8) O problema do Mercosul e a posição do Brasil sobre sua evolução futura
PRA: Não se conhecem as possíveis opções do Brasil naquele que foi o mais importante projeto de integração surgido nos anos 1990, e que caminhou de forma errática, até ser completamente desviado de seus objetivos iniciais pela diplomacia partidária do lulopetismo. O fato é que negociações econômicas externas deixaram o âmbito do Itamaraty para se colocarem inteiramente sob a responsabilidade do novo ministério da Economia, que até agora não enunciou suas posturas a respeito. Denota-se uma intenção de fazer o bloco retroceder a uma simples zona de livre comércio, em lugar da união aduaneira incompleta que hoje prevalece, sem qualquer perspectiva de que se caminhe para o objetivo oficial do Tratado de Assunção de um mercado comum.
Já discorri bastante sobre o bloco, objeto de três livros meus e incontáveis artigos em periódicos e em livros coletivos. Posso recomendar, ademais de uma visita a minha página em Academia.edu, a leitura destes meus trabalhos:
“Regional integration in Latin America: an historical essay”, Social Sciences Research Network (29/05/2018; link: http://ssrn.com/abstract=3182150); “O Mercosul aos 25 anos: minibiografia não autorizada”, Mundorama (n. 103; 27/03/2016; link: http://www.mundorama.net/2016/03/27/o-mercosul-aos-25-anos-minibiografia-nao-autorizada-por-paulo-roberto-de-almeida/); “Mercosul: a visão dos primeiros vinte anos e as perspectivas futuras”, blog Diplomatizzando (http://diplomatizzando.blogspot.com.br/2012/11/mercosul-21-anos-prefacio-uma-obra.html).

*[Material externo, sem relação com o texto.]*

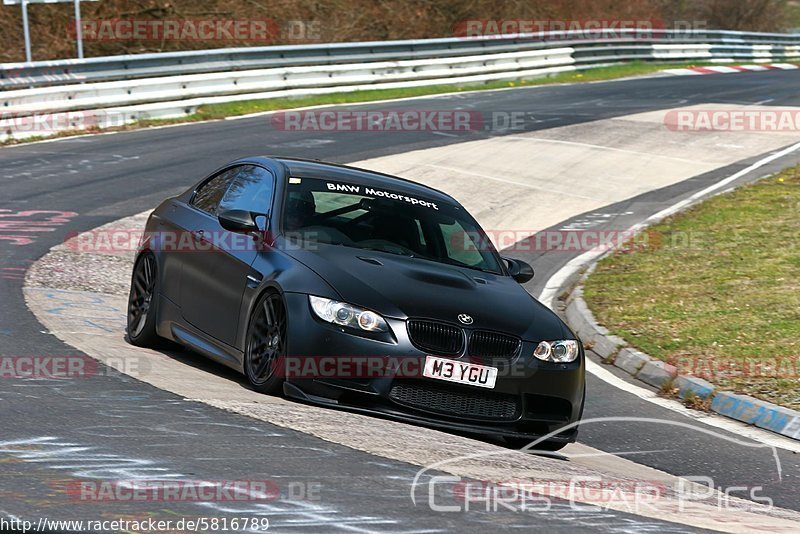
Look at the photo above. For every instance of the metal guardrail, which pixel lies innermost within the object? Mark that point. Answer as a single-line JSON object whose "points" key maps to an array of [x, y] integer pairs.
{"points": [[176, 83]]}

9) Posições atuais da política externa do governo Bolsonaro e seus efeitos
PRA: Poderia alinhar muitas críticas que venho efetuando desde o início deste governo, a propósito dos descaminhos da política externa e da diplomacia brasileira, sob a influência de ineptos ou amadores em sua condução, que exercem uma pressão pouco sutil sobre o chanceler designado para a assunção de posturas em absoluto descompasso com padrões históricos da diplomacia, não apenas pelo lado ideológico que possam revelar – como essa aliança espúria com regimes de extrema-direita na Europa –, mas também pela submissão beata e simplória, aliás vergonhosa, a posturas do governo Trump em relação a diferentes temas da agenda internacional, e não apenas na questão da Venezuela (mas em temas ambientais e de direitos humanos também), ou de Israel, mas em relação a própria China, todos eles objetos de estreita, estrita e atenta vigilância por parte dos elementos sensatos do governo Bolsonaro, que são os militares servindo na presidência. Mas prefiro referir-me à palestra do embaixador Rubens Ricupero, que merece uma leitura atenta por parte dos interessados, uma vez que discorre sobre todas as questões relevantes da política externa e da diplomacia brasileira:
A política externa brasileira em debate: Ricupero, FHC e Araújo”, Brasília, 4 de março de 2019, 18 p. Introdução à transcrição de três textos relativos à política externa do governo Bolsonaro, de Rubens Ricupero (25/02/2019), de Fernando Henrique Cardoso (03/03/2019), e do chanceler Ernesto Araújo (3/03/2019; link: https://diplomatizzando.blogspot.com/2019/03/a-politica-externa-brasileira-em-debate.html).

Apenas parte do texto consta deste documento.